Amongst geeks, invariably, the topic comes up eventually – it’s sort of like mentioning Hitler on the Internet. The best programming language. The best framework.
The best… whatever.
I even caught myself getting into a similar discussion recently about the best programming language to learn with, and being drawn into discussion. It shouldn’t even be a topic. It’s downright silly. The best programming language to start with is your native language – in my case, that’s English, in your case it’s likely English too – after all, this post is written in English.
One of the first things I wrote professionally was about how to start learning to program. It netted me $300 U.S. from CramSession.com, now beyond the most extreme measures of resuscitation. 17 years later, I can lay it out in a paragraph. Fortunately, Cramsession.com can’t ask for their money back.

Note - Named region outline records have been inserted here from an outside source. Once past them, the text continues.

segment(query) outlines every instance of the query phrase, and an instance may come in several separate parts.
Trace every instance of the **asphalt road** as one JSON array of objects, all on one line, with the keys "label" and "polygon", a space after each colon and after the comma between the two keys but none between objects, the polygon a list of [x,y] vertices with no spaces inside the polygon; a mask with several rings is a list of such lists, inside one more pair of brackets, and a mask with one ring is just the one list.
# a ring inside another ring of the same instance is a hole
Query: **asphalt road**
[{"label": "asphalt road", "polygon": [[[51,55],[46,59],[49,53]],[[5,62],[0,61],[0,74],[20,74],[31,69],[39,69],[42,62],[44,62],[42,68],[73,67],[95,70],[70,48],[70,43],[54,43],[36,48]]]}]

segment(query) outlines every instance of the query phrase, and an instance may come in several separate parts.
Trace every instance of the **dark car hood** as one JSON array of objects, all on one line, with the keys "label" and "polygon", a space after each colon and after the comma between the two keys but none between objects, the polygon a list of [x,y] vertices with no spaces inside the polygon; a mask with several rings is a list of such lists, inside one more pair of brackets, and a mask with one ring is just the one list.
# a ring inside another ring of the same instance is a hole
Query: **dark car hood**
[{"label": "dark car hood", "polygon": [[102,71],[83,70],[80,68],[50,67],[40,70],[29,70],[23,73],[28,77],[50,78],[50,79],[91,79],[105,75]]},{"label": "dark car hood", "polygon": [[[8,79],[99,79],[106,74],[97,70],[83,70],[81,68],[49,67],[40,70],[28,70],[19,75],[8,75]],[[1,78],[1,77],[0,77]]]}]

Everyone that can write and execute a shopping list can program. You know what you need from the store, so you write the list – so the first pass is the list. The second pass would require a mental layout of the store for the most efficient path to walk through and get what you need – so you then prioritize the list based on aisles. Then you can get more finely tuned based on which side of aisle things are. You’re a programmer now. Show us your grocery receipt. Frame it. It’s your certificate.
Of course, over time you learn that the store moves things around, so you now have to maintain whatever you wrote by adapting it to changing circumstances. Welcome to maintenance, the most numerous jobs in software development.
The best solution I ever saw to the Fizzbuzz problem was submitted by a non-programmer who simply drew a flowchart. It demonstrated to me that she – it was a she – understood the underlying concepts and could implement them in any language since she understood the underlying algorithm. Sure, there are a lot of solutions to the Fizzbuzz problem (what a horrible way to measure whether someone can program!) in various languages – from elegant to obfuscated – but programming languages are not the most important tool for tackling a problem. The most important tool is the language the problem comes in. A half-decent programmer, given some time to get their feet under them with a programming language’s syntax, can write a solution in any language.
Therefore, the most important language in programming is your native tongue. Some will argue that it’s English based on demographics, but those demographics have been skewed by economic development and market sizes. If you can’t think clearly, you can’t write clearly – as a programmer, or as a writer. Period.
Now somewhere there’s a geek that is stridently making a case against what I have written, but the beauty of it is that the case they are making is probably in English – the language this is written in. Right now, they are making my point for me.
As AI becomes more relevant, natural language programming will go from a way to create systems that understand natural language to actually programming those systems in your native language. The language of the market dictates.
Suddenly, that Oxford comma may be more important to you than you think.
If you don’t know what an Oxford comma is, now is a great time to use Google to begin your research.